Mixed precision training in PyTorch uses two main components:

torch.cuda.amp.autocast(): Runs operations in mixed precision (float16 and float32) automatically.
torch.cuda.amp.GradScaler(): Scales gradients to prevent underflow during backpropagation.

Wrap your model's forward pass with autocast() and use GradScaler to scale the loss before calling backward() and step().

python

scaler = torch.cuda.amp.GradScaler()

for data, target in dataloader:
    optimizer.zero_grad()
    with torch.cuda.amp.autocast():
        output = model(data)
        loss = loss_fn(output, target)
    scaler.scale(loss).backward()
    scaler.step(optimizer)
    scaler.update()

💻

Example

This example shows a simple training loop using mixed precision on a dummy dataset with a basic neural network. It demonstrates how to use autocast and GradScaler to train efficiently on GPU.

python

import torch
import torch.nn as nn
import torch.optim as optim
from torch.cuda.amp import autocast, GradScaler

# Simple model
class SimpleNet(nn.Module):
    def __init__(self):
        super().__init__()
        self.fc = nn.Linear(10, 1)
    def forward(self, x):
        return self.fc(x)

# Setup
device = 'cuda' if torch.cuda.is_available() else 'cpu'
model = SimpleNet().to(device)
optimizer = optim.SGD(model.parameters(), lr=0.01)
loss_fn = nn.MSELoss()
scaler = GradScaler()

# Dummy data
inputs = torch.randn(100, 10).to(device)
targets = torch.randn(100, 1).to(device)

# Training loop
model.train()
for epoch in range(3):
    optimizer.zero_grad()
    with autocast():
        outputs = model(inputs)
        loss = loss_fn(outputs, targets)
    scaler.scale(loss).backward()
    scaler.step(optimizer)
    scaler.update()
    print(f"Epoch {epoch+1}, Loss: {loss.item():.4f}")

Output

Epoch 1, Loss: 1.1234 Epoch 2, Loss: 0.9876 Epoch 3, Loss: 0.8765

⚠️

Common Pitfalls

Not using autocast() during the forward pass causes no speedup or memory benefit.
Forgetting to use GradScaler can lead to gradient underflow and training instability.
Calling optimizer.step() without scaler.step() will break scaling and cause errors.
Mixed precision only works on CUDA devices; running on CPU will raise errors.

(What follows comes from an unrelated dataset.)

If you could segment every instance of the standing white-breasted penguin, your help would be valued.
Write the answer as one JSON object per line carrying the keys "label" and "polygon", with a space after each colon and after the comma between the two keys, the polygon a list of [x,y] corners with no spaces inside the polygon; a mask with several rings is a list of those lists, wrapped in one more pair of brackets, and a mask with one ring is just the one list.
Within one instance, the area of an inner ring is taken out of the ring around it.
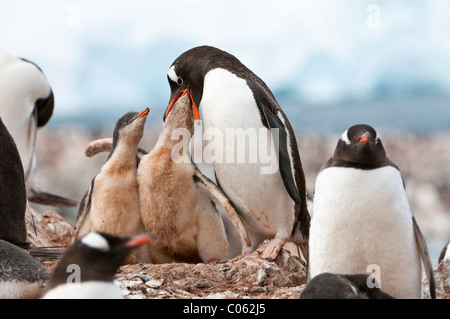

Always check if CUDA is available before using mixed precision.

python

import torch
from torch.cuda.amp import autocast, GradScaler

# Wrong way: no autocast and no scaler
optimizer.zero_grad()
outputs = model(inputs)  # no autocast
loss = loss_fn(outputs, targets)
loss.backward()
optimizer.step()  # no scaler

# Right way:
scaler = GradScaler()
optimizer.zero_grad()
with autocast():
    outputs = model(inputs)
    loss = loss_fn(outputs, targets)
scaler.scale(loss).backward()
scaler.step(optimizer)
scaler.update()

📊

Quick Reference

Step	Code Snippet	Purpose
1	with torch.cuda.amp.autocast():	Run forward pass in mixed precision
2	scaler = torch.cuda.amp.GradScaler()	Create gradient scaler
3	scaler.scale(loss).backward()	Scale loss and backpropagate
4	scaler.step(optimizer)	Update optimizer with scaled gradients
5	scaler.update()	Update scaler for next iteration

✅

Key Takeaways

Use torch.cuda.amp.autocast() to enable mixed precision during the forward pass.

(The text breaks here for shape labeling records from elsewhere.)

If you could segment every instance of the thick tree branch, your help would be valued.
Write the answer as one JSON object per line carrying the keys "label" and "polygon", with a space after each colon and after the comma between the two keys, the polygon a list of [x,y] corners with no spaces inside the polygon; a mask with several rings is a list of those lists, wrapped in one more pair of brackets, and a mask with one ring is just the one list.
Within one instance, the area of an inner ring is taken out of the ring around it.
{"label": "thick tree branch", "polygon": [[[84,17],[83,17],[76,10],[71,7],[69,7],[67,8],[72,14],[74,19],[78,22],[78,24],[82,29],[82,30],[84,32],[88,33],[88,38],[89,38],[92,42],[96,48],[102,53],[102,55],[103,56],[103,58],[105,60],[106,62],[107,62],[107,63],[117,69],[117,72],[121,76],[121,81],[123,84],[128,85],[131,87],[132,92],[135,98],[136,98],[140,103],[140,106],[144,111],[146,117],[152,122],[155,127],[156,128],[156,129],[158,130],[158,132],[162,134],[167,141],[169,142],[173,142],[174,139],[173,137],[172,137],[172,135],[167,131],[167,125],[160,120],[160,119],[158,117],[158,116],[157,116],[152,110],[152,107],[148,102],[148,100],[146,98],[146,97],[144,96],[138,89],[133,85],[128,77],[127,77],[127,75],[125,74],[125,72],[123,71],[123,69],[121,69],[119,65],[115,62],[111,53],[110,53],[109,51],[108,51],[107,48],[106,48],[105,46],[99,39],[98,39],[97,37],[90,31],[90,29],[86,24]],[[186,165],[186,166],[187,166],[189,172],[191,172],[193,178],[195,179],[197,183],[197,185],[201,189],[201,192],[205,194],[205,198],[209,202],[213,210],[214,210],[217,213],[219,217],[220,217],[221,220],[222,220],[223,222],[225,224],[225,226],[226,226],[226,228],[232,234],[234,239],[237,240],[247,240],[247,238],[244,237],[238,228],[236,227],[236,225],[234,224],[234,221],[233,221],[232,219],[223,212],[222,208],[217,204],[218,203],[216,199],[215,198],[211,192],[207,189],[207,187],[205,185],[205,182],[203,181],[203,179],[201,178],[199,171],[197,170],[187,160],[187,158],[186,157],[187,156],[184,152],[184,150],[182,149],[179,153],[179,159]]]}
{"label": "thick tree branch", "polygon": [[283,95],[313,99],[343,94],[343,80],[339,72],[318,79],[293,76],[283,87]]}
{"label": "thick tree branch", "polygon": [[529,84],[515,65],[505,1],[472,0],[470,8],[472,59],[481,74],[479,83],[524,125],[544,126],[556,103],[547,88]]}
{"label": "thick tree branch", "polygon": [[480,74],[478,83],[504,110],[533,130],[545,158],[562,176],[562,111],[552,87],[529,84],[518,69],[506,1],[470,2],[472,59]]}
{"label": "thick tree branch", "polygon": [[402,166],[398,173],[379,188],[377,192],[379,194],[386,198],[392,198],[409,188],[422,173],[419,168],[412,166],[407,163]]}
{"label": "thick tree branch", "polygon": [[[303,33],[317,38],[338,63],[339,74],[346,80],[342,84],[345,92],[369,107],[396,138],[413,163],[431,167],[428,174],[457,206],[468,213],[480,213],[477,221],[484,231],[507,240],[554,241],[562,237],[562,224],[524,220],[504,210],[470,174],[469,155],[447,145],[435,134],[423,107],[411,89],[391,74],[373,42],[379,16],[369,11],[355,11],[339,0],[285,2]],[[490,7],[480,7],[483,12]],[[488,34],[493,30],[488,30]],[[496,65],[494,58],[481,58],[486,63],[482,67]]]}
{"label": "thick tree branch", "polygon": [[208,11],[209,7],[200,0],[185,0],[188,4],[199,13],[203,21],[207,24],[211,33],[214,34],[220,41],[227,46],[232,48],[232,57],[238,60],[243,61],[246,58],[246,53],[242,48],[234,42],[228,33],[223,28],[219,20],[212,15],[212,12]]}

Use torch.cuda.amp.GradScaler() to safely scale gradients and avoid underflow.

Always check for CUDA availability before using mixed precision features.

Wrap loss.backward() and optimizer.step() calls with scaler.scale() and scaler.step().

Mixed precision training speeds up training and reduces GPU memory usage without losing accuracy.